Un des éléments les plus marquants de ce château est que ce décor intérieur si particulier ait survécu à la famille des Rabutin, propriétaire de la demeure pendant à peine moins d’un siècle ! 

En effet, les terres de Bussy sont acquises par le grand-père du comte en 1602 et ce sont les enfants de Roger de Rabutin qui les revendront en 1733. Plus de cinq familles se succèderont à sa suite : toutes auront à cœur de préserver au mieux ce château et son incroyable décoration. Au début du XIXe siècle, les comtes de Sarcus acquièrent le domaine et entament une restauration d'envergure.

Le 5 août 1835, Jean-Baptiste de Sarcus achète le château de Bussy-Rabutin grâce à une vente aux enchères du tribunal de Semur-en-Auxois. Peintre amateur, historien chevronné, archéologue à ses heures perdues et collectionneur érudit, il se prend de passion pour le monument et pour son flamboyant propriétaire du XVIIe siècle

Pendant plus de vingt ans, il s’attache à rendre à Bussy son aspect initial, entreprenant une véritable résurrection du domaine.

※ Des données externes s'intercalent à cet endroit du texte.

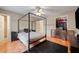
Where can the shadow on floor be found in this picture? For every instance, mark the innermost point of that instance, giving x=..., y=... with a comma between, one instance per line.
x=49, y=47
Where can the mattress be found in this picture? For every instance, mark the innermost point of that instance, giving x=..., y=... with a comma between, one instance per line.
x=23, y=36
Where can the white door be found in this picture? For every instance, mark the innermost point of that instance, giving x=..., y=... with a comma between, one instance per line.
x=1, y=27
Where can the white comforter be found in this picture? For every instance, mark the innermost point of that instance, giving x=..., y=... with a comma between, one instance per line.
x=23, y=37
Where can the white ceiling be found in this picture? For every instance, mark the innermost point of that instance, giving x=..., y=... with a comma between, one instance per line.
x=48, y=10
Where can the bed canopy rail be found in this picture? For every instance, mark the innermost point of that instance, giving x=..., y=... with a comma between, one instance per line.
x=29, y=20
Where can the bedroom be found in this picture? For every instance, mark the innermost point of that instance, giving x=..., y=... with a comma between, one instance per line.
x=13, y=13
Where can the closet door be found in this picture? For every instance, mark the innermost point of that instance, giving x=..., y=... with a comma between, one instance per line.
x=1, y=27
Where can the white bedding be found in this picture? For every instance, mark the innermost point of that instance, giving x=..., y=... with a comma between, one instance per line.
x=23, y=37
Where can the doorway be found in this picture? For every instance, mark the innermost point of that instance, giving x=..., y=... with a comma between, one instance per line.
x=3, y=27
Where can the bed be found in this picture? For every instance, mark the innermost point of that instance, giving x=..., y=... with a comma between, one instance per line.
x=21, y=44
x=29, y=37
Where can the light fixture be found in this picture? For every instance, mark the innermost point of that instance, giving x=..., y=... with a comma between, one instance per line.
x=39, y=11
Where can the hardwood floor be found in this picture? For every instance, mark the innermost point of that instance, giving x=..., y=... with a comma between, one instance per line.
x=60, y=42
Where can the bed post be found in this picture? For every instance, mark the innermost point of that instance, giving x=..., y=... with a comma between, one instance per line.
x=18, y=25
x=28, y=31
x=46, y=28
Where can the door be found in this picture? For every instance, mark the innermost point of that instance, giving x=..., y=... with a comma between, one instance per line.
x=1, y=27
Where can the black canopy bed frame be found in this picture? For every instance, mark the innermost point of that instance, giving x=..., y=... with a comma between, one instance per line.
x=29, y=20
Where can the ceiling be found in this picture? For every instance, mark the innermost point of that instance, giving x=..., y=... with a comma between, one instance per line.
x=48, y=10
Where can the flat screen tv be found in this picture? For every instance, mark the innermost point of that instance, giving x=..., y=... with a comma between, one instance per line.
x=77, y=18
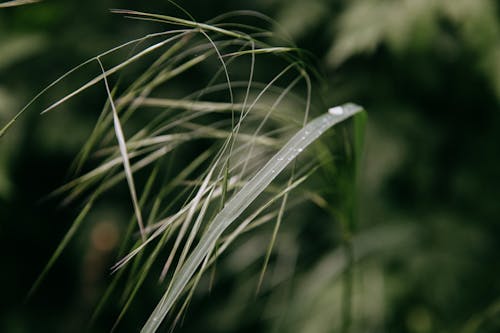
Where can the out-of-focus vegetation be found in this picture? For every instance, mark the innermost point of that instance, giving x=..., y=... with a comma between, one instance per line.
x=426, y=241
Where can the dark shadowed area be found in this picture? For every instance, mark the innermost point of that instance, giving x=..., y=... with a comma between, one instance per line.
x=411, y=245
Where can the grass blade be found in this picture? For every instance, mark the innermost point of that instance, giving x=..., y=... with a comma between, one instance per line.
x=241, y=200
x=123, y=152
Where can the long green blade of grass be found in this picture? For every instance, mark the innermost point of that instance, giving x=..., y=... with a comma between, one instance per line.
x=240, y=201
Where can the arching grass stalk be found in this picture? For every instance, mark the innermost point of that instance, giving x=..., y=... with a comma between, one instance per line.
x=235, y=130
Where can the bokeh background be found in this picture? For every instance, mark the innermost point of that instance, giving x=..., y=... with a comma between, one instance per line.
x=427, y=71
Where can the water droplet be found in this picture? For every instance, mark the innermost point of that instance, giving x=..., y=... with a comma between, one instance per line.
x=336, y=111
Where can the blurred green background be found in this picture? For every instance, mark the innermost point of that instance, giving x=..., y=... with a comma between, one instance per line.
x=427, y=71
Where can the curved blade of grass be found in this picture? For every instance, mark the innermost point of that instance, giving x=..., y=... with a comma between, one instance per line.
x=123, y=152
x=241, y=200
x=14, y=3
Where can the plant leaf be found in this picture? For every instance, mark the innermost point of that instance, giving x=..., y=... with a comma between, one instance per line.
x=241, y=200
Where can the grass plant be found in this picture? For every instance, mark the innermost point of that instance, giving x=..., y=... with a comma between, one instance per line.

Il obtiendra le classement au titre des monuments historiques dès 1862 : c’est l’une des premières demeures privées à figurer sur cette liste ! 

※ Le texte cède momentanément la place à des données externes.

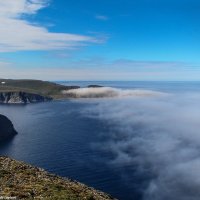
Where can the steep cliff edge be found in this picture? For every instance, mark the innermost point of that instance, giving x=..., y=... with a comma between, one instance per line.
x=23, y=181
x=36, y=90
x=6, y=128
x=22, y=98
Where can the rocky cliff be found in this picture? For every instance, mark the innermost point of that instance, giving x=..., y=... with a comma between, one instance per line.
x=22, y=181
x=6, y=128
x=22, y=98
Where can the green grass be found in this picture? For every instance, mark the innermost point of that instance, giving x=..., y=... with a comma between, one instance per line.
x=23, y=181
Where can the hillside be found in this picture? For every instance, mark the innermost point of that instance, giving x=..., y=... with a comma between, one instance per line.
x=24, y=181
x=43, y=88
x=6, y=128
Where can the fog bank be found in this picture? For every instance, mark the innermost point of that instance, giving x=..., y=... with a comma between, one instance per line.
x=160, y=137
x=109, y=92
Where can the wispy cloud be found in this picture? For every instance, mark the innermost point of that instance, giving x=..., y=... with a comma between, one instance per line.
x=101, y=17
x=101, y=69
x=18, y=34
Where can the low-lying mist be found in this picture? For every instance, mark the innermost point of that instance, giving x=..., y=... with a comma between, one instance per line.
x=108, y=92
x=158, y=136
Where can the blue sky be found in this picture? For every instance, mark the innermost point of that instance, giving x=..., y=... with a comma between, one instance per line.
x=100, y=39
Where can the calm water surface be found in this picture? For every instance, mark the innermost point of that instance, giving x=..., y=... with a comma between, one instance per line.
x=59, y=137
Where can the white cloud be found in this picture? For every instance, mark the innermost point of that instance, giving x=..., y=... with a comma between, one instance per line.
x=17, y=34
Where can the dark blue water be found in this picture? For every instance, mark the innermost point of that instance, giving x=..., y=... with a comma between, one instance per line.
x=60, y=138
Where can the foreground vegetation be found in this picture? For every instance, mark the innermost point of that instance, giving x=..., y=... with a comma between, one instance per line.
x=27, y=182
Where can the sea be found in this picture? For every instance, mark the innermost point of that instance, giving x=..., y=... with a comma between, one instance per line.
x=143, y=144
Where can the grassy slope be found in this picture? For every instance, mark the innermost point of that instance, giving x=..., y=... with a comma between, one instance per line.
x=27, y=182
x=44, y=88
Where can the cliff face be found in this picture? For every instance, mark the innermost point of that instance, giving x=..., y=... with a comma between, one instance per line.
x=6, y=128
x=23, y=181
x=21, y=98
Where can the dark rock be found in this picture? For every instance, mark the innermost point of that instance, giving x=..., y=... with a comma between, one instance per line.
x=22, y=98
x=6, y=128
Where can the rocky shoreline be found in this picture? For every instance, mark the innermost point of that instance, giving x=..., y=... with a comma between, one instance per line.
x=22, y=98
x=7, y=130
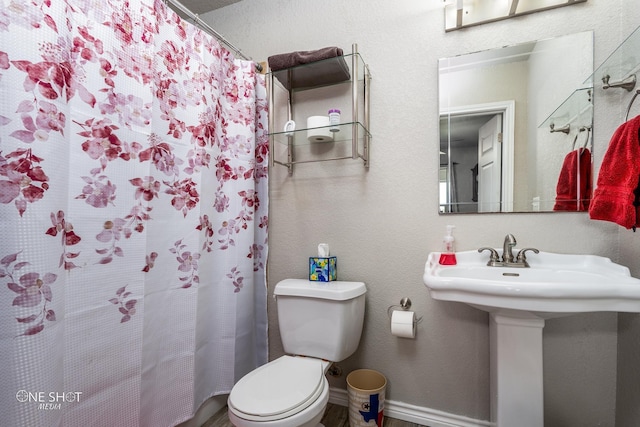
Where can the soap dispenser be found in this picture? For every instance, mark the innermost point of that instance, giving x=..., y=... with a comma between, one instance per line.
x=448, y=255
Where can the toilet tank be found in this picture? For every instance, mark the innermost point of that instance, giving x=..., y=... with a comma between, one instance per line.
x=320, y=319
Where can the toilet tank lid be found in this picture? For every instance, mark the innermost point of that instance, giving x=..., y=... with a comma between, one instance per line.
x=337, y=291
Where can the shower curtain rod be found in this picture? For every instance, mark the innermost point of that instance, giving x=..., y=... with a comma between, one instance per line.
x=184, y=9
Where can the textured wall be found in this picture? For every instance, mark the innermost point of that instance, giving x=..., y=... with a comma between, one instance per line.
x=383, y=223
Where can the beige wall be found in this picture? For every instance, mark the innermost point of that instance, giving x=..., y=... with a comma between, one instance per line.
x=382, y=223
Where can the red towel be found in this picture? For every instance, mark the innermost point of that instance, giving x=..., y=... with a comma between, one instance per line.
x=614, y=198
x=573, y=192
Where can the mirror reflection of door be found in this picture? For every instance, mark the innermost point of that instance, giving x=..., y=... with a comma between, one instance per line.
x=471, y=162
x=490, y=165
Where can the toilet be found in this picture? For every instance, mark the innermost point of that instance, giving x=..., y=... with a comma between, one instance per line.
x=320, y=323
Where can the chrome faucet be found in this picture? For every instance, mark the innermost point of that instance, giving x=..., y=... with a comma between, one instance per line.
x=507, y=246
x=507, y=254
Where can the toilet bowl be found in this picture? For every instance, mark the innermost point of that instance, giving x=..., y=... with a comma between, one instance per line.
x=287, y=392
x=319, y=323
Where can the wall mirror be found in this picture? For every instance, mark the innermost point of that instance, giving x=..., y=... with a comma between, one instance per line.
x=466, y=13
x=516, y=126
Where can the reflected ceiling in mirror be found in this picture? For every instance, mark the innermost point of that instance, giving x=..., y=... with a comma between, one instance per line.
x=467, y=13
x=511, y=121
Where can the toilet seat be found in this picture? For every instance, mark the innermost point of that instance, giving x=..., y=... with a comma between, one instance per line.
x=279, y=389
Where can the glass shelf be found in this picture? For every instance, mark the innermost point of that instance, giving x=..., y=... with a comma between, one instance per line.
x=623, y=62
x=577, y=108
x=341, y=83
x=299, y=136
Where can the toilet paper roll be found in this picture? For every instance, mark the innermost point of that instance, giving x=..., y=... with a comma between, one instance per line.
x=318, y=129
x=403, y=324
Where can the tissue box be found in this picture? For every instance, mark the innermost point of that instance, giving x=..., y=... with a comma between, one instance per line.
x=323, y=269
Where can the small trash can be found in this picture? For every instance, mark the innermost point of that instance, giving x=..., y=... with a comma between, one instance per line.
x=366, y=389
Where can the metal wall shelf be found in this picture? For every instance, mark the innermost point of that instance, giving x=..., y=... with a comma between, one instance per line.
x=306, y=90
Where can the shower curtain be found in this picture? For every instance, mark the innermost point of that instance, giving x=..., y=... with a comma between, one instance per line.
x=133, y=212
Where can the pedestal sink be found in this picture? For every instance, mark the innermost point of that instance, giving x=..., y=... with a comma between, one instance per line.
x=518, y=301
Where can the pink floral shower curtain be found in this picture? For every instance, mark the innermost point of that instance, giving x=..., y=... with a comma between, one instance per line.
x=133, y=212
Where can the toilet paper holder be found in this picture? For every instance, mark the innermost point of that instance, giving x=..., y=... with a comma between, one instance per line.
x=405, y=304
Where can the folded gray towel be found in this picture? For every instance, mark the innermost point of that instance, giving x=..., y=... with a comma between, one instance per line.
x=288, y=60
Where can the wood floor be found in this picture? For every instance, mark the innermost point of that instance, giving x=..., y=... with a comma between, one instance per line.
x=335, y=416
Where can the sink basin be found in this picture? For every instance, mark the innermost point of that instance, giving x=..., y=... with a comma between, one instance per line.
x=555, y=284
x=518, y=301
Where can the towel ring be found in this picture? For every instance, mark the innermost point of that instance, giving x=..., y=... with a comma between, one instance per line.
x=635, y=95
x=586, y=142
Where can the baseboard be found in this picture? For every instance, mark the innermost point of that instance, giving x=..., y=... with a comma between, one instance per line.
x=414, y=414
x=208, y=408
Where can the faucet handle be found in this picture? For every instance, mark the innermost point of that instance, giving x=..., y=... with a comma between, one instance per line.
x=522, y=257
x=494, y=258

Au début du XXe siècle, la famille des Sarcus met en vente le château : l'Etat décide d'utiliser son droit de préemption  pour le racheter en 1929.

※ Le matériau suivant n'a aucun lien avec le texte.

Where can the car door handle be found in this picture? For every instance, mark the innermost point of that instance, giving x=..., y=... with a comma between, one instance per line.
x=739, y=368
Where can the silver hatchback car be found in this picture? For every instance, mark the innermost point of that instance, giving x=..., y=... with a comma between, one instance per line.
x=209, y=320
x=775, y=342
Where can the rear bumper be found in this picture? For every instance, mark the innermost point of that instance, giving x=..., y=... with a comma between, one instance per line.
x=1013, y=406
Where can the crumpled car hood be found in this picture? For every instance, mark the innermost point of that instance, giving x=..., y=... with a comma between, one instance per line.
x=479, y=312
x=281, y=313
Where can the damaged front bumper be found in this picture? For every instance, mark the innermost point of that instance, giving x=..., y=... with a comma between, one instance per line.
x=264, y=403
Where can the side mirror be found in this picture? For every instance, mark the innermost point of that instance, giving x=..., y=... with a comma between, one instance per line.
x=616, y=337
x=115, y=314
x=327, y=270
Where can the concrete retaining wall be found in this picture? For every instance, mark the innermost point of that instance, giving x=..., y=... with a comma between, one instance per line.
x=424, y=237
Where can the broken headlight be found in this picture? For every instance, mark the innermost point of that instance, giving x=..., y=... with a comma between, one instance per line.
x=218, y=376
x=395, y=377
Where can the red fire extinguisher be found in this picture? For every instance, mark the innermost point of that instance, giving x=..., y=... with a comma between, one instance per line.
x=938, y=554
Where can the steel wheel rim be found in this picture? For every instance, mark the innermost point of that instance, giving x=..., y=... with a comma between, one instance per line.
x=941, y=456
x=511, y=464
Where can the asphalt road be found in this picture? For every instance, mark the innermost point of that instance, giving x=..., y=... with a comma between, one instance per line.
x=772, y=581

Gravure représentant le comte Jean-Baptiste de Sarcus en costume militaire
Gravure du comte Jean-Baptiste de Sarcus

©Base Regards / Centre des monuments nationaux

Une restauration d'envergure

La renaissance de l'aile Sarcus

En 2018, le château a eu la surprise et l’immense honneur de participer au Loto du Patrimoine Mission Bern. 

Grâce à cette opération, un chantier d’envergure a été alors initié par le Centre des monuments nationaux pour redonner tout son lustre à l’aile XIXe de la demeure. 

À l’étage, les appartements des comtes de Sarcus ont connu un rafraichissement de leur restauration de 1970. Surtout, à l’issue des travaux, le rez-de-chaussée a retrouvé son aménagement du début du XIXe siècle, à savoir un boudoir, un salon et une salle à manger de plan octogonal.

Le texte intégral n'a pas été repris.